I've been getting a lot of questions and comments lately about municipalities and bankruptcy. As some readers may recall, in 2010, I pressed our then-finance director to please address just what bankruptcy in a municipal setting is all about (I should add that there was extreme reluctance from pretty much all corners to entertain such a question but that's another story - my point was that people needed to be aware of what we were looking at when we looked over the cliff). I never believed that I would contribute to any decisions that would in fact lead Pepper Pike into bankruptcy, but as a former director of risk management, this is what you do - you need to know.

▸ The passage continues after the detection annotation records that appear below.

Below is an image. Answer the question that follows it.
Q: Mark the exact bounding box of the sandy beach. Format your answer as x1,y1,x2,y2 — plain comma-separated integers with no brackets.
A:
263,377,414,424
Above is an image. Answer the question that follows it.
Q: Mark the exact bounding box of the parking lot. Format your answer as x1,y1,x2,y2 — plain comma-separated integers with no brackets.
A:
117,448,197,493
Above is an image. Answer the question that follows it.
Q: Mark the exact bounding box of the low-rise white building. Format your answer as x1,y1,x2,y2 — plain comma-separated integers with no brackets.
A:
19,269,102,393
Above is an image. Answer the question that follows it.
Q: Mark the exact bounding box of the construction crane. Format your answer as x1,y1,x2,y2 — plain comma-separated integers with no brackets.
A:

My responses, this year, have all been that there are many circumstances that must exist for bankruptcy to end up being the option chosen by (or forced on) a municipality and that the examples we're seeing in the news are not comparable to Pepper Pike, for many reasons, despite any similarities people may seem to recognize. This article which I just read today, "Surviving California Municipal Bankruptcies," is a good primer on just how it happens, and how it can be prevented. And I've kept an eye on this community for a while - San Carlos - because I listened into a shared services webinar they did a few months ago about all the steps they've taken to maintain service provision and not go near bankrupt.
With the switch to Beachwood for Pepper Pike dispatch starting yesterday, we're well on our way to learning from examples like San Carlos - and that's a good thing.